Ottanta anni fa nasceva John Lennon. Mons. Staglianò ricorda l’indimenticabile ‘Beatle’ reinterpretando Image

Nel genetliaco del fondatore del mito beatlesiano certe parole nei ricordi non bastano ma avanzano. John Winston Lennon nasceva il 9 ottobre 1940 a Liverpool nel Maternity Hospital in Oxford Street. Ottanta anni dopo, il Vescovo di Noto Mons. Antonio Staglianò, torna sulle note dell’indimenticabile musicista, con una originale reinterpretazione di ‘Image’. Un brano scritto e cantato in una fase artistica molto creativa per il Beatle che aveva da poco inciso Power to the people, e appena dopo Happy XMas (War is over).


di Mons. Antonio Staglianò*

Era il 1971, a pochi mesi dalla conclusione della straordinaria epopea dei Beatles. Staglianò fa tornare, immediate ma non nostalgiche, le vibranti memorie di un canto che insegnano ancora qualcosa di vero alle nuove generazioni.

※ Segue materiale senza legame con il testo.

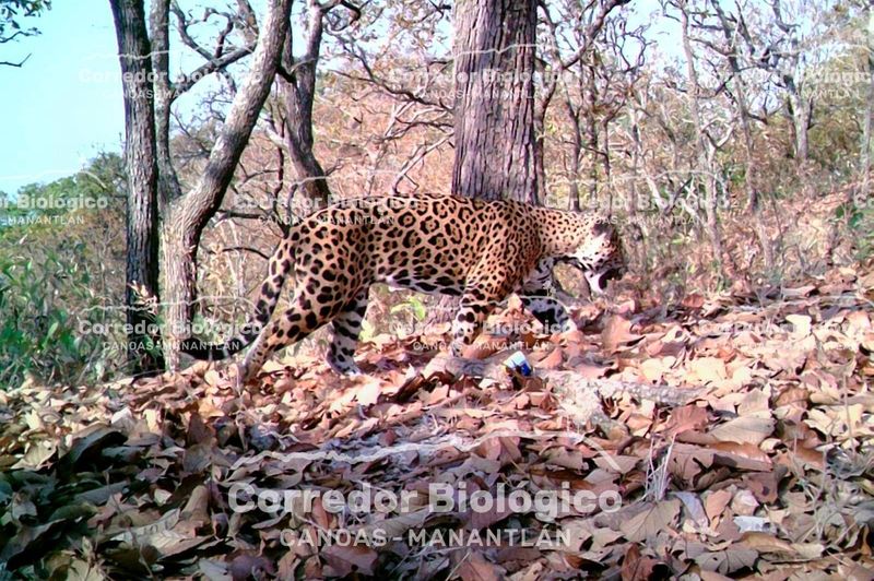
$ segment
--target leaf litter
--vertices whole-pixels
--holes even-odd
[[[377,336],[354,379],[297,356],[244,390],[198,364],[0,392],[0,578],[871,578],[872,282],[624,289],[484,360]],[[365,490],[389,500],[333,506]],[[613,505],[460,497],[511,491]]]

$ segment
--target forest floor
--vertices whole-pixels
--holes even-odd
[[[208,365],[0,391],[0,579],[871,579],[872,300],[836,269],[580,306],[479,365],[378,335],[354,379],[302,356],[241,392]]]

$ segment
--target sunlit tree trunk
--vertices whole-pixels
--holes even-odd
[[[456,3],[452,192],[534,202],[534,0]]]

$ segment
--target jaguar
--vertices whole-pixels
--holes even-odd
[[[275,351],[330,323],[328,364],[339,374],[359,375],[354,353],[368,292],[386,283],[461,297],[450,347],[459,355],[513,293],[544,325],[571,329],[551,292],[557,263],[576,266],[591,290],[603,293],[625,271],[617,228],[601,214],[510,200],[418,194],[344,201],[288,229],[270,258],[255,312],[238,334],[221,344],[189,337],[181,351],[217,360],[251,344],[239,374],[248,381]],[[295,280],[290,308],[273,317],[290,274]]]

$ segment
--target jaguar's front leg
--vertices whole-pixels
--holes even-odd
[[[464,347],[473,343],[494,308],[495,301],[482,290],[474,289],[461,297],[461,305],[452,322],[453,356],[460,357]]]
[[[565,306],[546,292],[519,295],[522,305],[541,322],[550,334],[574,331],[577,325],[570,320]]]

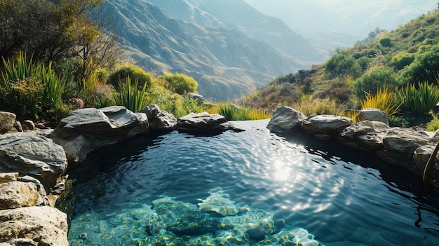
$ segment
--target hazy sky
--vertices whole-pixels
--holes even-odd
[[[394,29],[438,7],[438,0],[245,1],[299,33],[347,32],[363,37],[376,27]]]

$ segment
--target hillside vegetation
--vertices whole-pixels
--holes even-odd
[[[384,100],[394,105],[387,112],[392,123],[414,123],[439,102],[438,30],[437,11],[391,32],[377,28],[327,62],[276,78],[241,102],[271,111],[283,104],[309,114],[351,115]]]

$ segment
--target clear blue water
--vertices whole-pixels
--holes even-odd
[[[420,178],[370,153],[271,133],[266,123],[215,136],[142,136],[91,154],[69,171],[77,200],[71,245],[154,245],[142,241],[151,235],[153,203],[196,207],[212,191],[324,245],[439,245],[439,200]]]

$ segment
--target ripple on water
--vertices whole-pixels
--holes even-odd
[[[267,130],[135,138],[97,153],[85,163],[94,168],[73,170],[72,231],[84,225],[105,231],[117,224],[109,225],[107,214],[149,211],[163,197],[195,205],[219,189],[239,205],[276,211],[327,245],[439,243],[438,200],[419,179],[370,154],[319,144]],[[126,227],[118,235],[135,233]]]

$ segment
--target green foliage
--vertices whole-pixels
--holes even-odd
[[[392,43],[390,38],[386,37],[379,39],[379,44],[383,47],[391,47]]]
[[[128,77],[131,78],[133,81],[138,81],[139,90],[142,90],[145,84],[147,85],[147,88],[149,88],[152,83],[152,76],[143,70],[140,67],[126,64],[118,68],[114,73],[109,76],[107,83],[117,88],[119,83],[123,84],[126,83]]]
[[[351,75],[356,78],[361,73],[361,67],[356,60],[344,52],[332,56],[326,62],[325,70],[333,77]]]
[[[387,89],[378,89],[374,95],[367,94],[366,99],[361,100],[361,109],[377,109],[384,111],[388,116],[391,116],[399,112],[399,102],[395,93]]]
[[[148,106],[151,102],[149,102],[146,93],[147,84],[143,85],[142,90],[137,88],[137,81],[132,83],[130,77],[127,77],[126,82],[121,86],[120,93],[114,94],[116,105],[123,106],[133,112],[137,112]]]
[[[398,70],[403,69],[405,66],[410,65],[413,60],[414,60],[414,56],[413,54],[408,53],[400,53],[396,54],[392,57],[392,60],[389,62],[390,66],[395,67]]]
[[[253,121],[270,118],[272,116],[264,110],[258,110],[252,107],[238,107],[230,103],[223,102],[212,107],[210,114],[219,114],[227,121]]]
[[[165,74],[158,78],[168,82],[169,89],[179,95],[196,93],[198,87],[198,83],[194,78],[183,74]]]
[[[428,114],[439,102],[439,89],[426,81],[417,86],[417,88],[414,84],[407,84],[398,91],[398,96],[403,102],[402,111],[421,116]]]
[[[55,75],[51,63],[34,64],[21,52],[14,62],[3,62],[0,109],[13,111],[19,118],[38,119],[60,103],[66,79]]]
[[[417,55],[414,61],[402,71],[405,81],[436,81],[439,72],[439,46],[431,46],[425,53]]]
[[[398,86],[393,69],[385,66],[370,69],[353,83],[354,93],[360,99],[364,99],[366,95],[374,94],[379,88],[393,90]]]
[[[291,105],[291,107],[306,116],[313,114],[335,115],[338,111],[335,101],[328,98],[313,99],[311,96],[306,95],[303,95],[301,101]]]
[[[435,114],[433,110],[431,110],[428,114],[433,117],[433,119],[427,123],[427,130],[434,132],[439,129],[439,118],[438,117],[438,114]]]

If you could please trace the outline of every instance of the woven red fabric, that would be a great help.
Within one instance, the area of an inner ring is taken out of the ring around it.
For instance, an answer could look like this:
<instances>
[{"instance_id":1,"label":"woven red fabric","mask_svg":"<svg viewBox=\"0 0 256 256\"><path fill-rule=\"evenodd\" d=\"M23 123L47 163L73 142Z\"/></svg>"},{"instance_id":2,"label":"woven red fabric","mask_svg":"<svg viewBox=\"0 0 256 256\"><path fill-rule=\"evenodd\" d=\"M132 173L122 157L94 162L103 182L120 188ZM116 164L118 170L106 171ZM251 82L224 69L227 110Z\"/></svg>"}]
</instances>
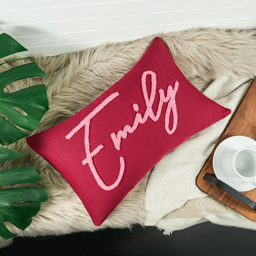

Ribadendo che quel che serve ai giovani, alle ragazze, a tutte le persone, quel che serve al mondo, quel che serve ai popoli è immaginare, immaginare la pace come tanti anni fa, sembra ieri, lo ha fatto, forse con la sua più famosa e diffusa canzone, il fondatore dei Beatles John Lennon.

Non ci sono più dubbi sul fatto incontestabile che la musica pop contemporanea - con le debite eccezioni, purtroppo banalizzanti - va sempre più assumendo consapevolezza sulla sua responsabilità di descrivere l’anima non solo delle persone ma anche della convivenza civile e sociale, spesso diventando veracritica politica”: critica per altro azzeccata contro certa globalizzazione che omologa e impoverisce il mondo attraverso l’indifferenza verso le persone e quell’egoismo che porta ognuno a fare quello che gli conviene.

#ImaginePeace è una interpretazione della famosissima canzone di John Lennon, Imagine, diventato l’Inno mondiale della pace. Per il grande Cantante, la pace sulla terra sarebbe possibile negando l’esistenza del Paradiso e della religione. Inizia proprio così: «Imagine there is no heaven (immagina che non ci sia il Paradiso)».

Bisognerà dargli ragione? Certamente! Un Paradiso e una religione, o anche un Dio, che fossero strumento di violenza e di morte non devono esistere. Una religione (anche quella cattolica) che imponesse in nome di Dio di uccidere delle persone sarebbe falsa, indegna dell’uomo e demoniaca, “satanica” (Papa Francesco).

Ecco perché – per la pace e per la giustizia – nel mondo, possiamo «immaginare che nel cielo abiti un Dio solo e sempre amore e immaginare la sua presenza nel cuore degli uomini, i quali vivendo da figli di Dio-amore, diffondono sulla Terra fraternità, il Sole nuovo che riscalda con un nuovo affetto e realizza la pace».

L’attualità “teologicadel messaggio non ha bisogno di troppe parole: quanti cattolici cristiani sono convinti che il Coronavirus sia un “flagello di Dio” per punire l’umanità perduta in tanta barbarie?

Esistono ancora teologi che danno grande peso alla vecchia “teoria della retribuzione”, per la quale il Dio vendicativo colpiva l’uomo con la peste, con il diluvio, con la lebbra per punire i suoi peccati.

Non si tratta ovviamente di non riconoscere la barbarie umana (tanto evidente nelle infinite ingiustizie disseminate sul globo). Si tratta invece di riconoscere il vero volto di Dio in Gesù, superando certe credenze su Dio che Gesù stesso ha negato ma che, purtroppo, dopo duemila anni di cristianesimo, resistono e sono diffuse nel popolo.

Non è proprio qui attesa la pop-Theology? Una critica alle false immagini di Dio va sempre fatta. Lo si può fare efficacemente anche con una canzone? Senz’altro.

Questa resta una via privilegiata (perché appassionante per i giovani) per una riflessione non negligente che parta dall’immaginazione soggiacente al linguaggio poetico e artistico di una canzone; riflessione che la pop-Theology potrà verificare.